Wednesday, May 7, 2008

Artists as neighborhood assets

For the last decade or so, the arrival of artists in a gritty neighborhood has generally meant one thing: real estate developers were not too far behind. A classic example is the case of Wicker Park, once a scruffy neighborhood that became hip after attracting a slew of arts and music professionals, and now rivals Lincoln Park in home prices and general chi-chiness. The irony, of course, is many of the artists who once called Wicker Park home have now been priced out.

At the same time artists are seeking ways to live and work affordably, some neighborhoods are courting artists as community assets. Earlier this week, WBEZ aired a segment about artists in search of live/work space and featured the Chicago Lawn and Woodlawn neighborhoods as welcoming places for them.

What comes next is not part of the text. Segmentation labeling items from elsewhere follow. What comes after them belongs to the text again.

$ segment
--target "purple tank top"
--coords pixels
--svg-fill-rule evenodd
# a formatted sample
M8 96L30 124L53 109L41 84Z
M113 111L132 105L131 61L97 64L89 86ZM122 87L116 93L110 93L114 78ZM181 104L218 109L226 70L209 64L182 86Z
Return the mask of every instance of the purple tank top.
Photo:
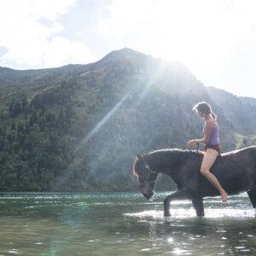
M205 132L205 125L203 128L203 131ZM210 139L208 141L207 145L217 145L219 143L219 139L218 139L218 126L214 126L212 129L212 133L211 133L211 137Z

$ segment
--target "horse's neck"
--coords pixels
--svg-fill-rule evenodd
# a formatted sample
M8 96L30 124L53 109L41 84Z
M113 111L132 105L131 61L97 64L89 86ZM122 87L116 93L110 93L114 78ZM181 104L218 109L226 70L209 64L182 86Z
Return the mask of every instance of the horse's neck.
M163 153L159 152L153 155L148 155L148 164L153 170L159 173L163 173L171 176L175 181L177 172L181 168L180 155L175 152Z

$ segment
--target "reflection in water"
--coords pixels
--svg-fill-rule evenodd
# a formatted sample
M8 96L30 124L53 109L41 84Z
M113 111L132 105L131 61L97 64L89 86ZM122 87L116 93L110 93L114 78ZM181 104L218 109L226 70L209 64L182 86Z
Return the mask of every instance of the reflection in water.
M138 193L32 193L0 196L0 255L253 255L255 213L244 195L223 204L171 204L163 217Z

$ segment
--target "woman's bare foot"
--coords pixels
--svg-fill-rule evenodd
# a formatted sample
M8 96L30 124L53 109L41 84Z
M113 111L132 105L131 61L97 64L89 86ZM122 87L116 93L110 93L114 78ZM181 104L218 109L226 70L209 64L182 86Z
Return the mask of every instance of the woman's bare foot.
M221 195L221 199L222 199L222 201L224 202L228 200L228 194L226 191L223 191L220 193L220 195Z

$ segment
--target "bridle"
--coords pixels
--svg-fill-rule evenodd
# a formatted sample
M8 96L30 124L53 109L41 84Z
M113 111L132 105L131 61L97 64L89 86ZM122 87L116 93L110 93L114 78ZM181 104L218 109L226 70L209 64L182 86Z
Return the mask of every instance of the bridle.
M144 163L144 166L145 166L145 168L148 171L148 176L147 176L146 180L143 181L143 182L142 182L141 184L146 184L146 185L147 185L147 184L152 183L153 182L155 181L155 179L154 179L154 180L149 180L150 175L151 175L152 173L157 173L157 174L158 174L158 172L153 171L153 170L150 168L149 165L145 161L145 160L143 159L143 156L142 156L142 159L143 159L143 163Z

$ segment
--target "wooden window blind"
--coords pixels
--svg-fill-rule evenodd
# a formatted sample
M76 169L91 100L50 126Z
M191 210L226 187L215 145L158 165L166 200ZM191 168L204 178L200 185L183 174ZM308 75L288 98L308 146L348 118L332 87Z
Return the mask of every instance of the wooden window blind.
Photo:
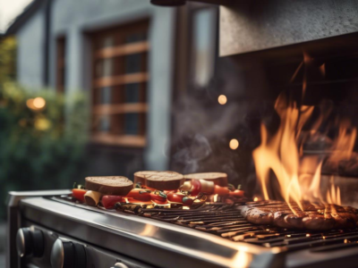
M146 146L148 21L91 35L92 141Z

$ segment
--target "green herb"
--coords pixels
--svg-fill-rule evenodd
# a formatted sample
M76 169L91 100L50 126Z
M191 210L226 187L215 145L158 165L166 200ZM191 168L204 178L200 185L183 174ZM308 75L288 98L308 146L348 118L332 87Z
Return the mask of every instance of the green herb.
M163 193L163 192L159 192L158 194L159 197L164 197L164 198L166 198L166 195L165 194L165 193Z
M227 188L229 189L229 190L231 190L231 191L234 191L234 186L233 185L233 184L227 184Z
M85 189L86 188L84 187L84 185L77 184L77 182L73 182L72 188L82 188L82 189Z

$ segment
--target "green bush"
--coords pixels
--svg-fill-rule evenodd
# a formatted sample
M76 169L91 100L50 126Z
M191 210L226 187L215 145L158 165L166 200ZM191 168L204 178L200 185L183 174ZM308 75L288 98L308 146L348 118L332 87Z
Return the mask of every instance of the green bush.
M41 107L45 103L45 106ZM68 188L83 163L88 101L81 93L0 85L0 197L10 190ZM2 202L1 204L4 204ZM0 207L0 217L4 206Z

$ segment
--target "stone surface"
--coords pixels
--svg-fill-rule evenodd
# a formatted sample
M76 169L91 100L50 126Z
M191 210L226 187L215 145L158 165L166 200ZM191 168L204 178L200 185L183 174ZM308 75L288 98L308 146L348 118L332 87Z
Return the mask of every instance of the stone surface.
M354 0L234 1L220 7L220 55L358 31Z

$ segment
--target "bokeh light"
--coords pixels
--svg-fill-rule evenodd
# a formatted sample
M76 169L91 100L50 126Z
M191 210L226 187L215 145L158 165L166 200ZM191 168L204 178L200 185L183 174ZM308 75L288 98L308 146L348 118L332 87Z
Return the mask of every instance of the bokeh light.
M217 98L217 101L220 105L224 105L227 103L227 97L225 95L220 95Z
M43 97L38 96L33 100L33 105L37 109L42 109L46 105L46 101Z
M236 150L239 147L239 141L236 138L230 140L229 147L232 150Z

Artists looking to find or keep a place to live got tips recently at the Creative Chicago Expo, which held workshops on buying a home, finding live/work or commercial space and preventing foreclosure. The expo also offered tips on how to get arts-related gigs with schools and win public art commissions, which help artists make money by helping schools and neighborhoods.

One local effort I know that has done much to integrate artists into the life of a particular community, is Voice of the City, which networks artists and community organization to produce art and arts education in Logan Square.

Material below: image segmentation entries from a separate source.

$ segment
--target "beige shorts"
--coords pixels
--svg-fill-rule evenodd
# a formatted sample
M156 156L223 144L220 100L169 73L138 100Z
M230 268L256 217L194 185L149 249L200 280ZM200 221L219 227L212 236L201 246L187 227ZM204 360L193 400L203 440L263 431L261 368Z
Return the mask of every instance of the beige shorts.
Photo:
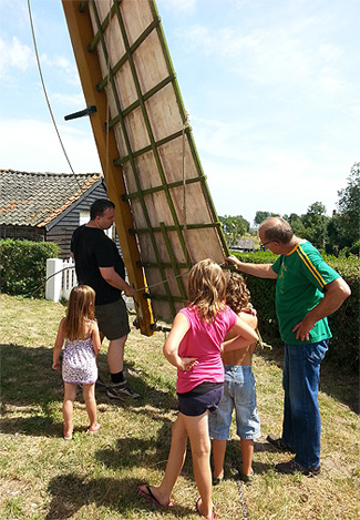
M111 304L95 305L99 330L111 341L130 333L128 315L123 298Z

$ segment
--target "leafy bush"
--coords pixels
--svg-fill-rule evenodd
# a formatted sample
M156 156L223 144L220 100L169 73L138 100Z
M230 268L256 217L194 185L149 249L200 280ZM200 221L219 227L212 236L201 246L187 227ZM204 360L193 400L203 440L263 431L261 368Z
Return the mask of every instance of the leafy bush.
M0 241L0 287L2 293L43 297L47 259L58 257L60 248L51 242Z
M234 253L241 262L250 264L272 264L277 258L270 252ZM325 261L336 269L351 288L351 296L331 316L329 325L332 332L328 358L336 360L351 369L359 367L359 308L360 287L358 256L335 257L323 255ZM248 288L251 293L251 302L258 312L259 329L263 338L274 345L279 344L279 329L275 310L274 279L257 278L245 275Z

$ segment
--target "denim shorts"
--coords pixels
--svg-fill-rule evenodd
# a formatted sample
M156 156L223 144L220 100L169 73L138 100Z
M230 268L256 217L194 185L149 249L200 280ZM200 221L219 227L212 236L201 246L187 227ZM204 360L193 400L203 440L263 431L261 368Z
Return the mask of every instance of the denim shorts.
M110 341L127 336L130 333L128 315L123 298L111 304L96 305L95 316L99 330Z
M250 366L225 365L224 397L215 414L209 416L209 437L229 438L233 408L236 411L236 430L240 439L260 437L260 421L256 408L256 383Z
M184 416L202 416L206 410L216 411L217 406L222 400L224 387L214 388L214 390L206 394L198 394L193 396L184 396L177 394L178 411Z

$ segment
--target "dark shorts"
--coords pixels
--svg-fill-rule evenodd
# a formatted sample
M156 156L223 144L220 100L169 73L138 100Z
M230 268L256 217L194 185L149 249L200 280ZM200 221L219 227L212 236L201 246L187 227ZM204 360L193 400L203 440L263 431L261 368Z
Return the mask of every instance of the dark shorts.
M177 395L178 411L184 416L200 416L208 411L216 411L217 406L222 400L224 394L224 387L220 386L214 390L207 391L206 394L184 396Z
M95 305L99 330L111 341L130 333L128 316L123 298L112 304Z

But I wonder how to interrupt the dynamic of artists arrive, put the neighborhood "on the map" to wealthier outsiders, then wind up unable to afford to stay. There's a national effort to answer this question: Leveraging Investments in Creativity, or LINC, which operates in Chicago and 13 other cities around the U.S>

As Adele Fleet Bacow wrote for the Chicago Artists Resource web site:

We recognize that in many communities, artists are being forced to become "developers by default," particularly in markets with high housing costs, limited supply of space, and/or areas where the space does not meet their unique needs. LINC is working to help artists find accessible information and support, to answer complex questions related to the development of affordable space.

I'll be interested to know what they find out. In the mean time, readers, if you have stories to share of artists who have been assets to their neighborhoods or creative ways artists have found to integrate into neighborhoods without sparking Wicker Parkian gentrification, post your comments here.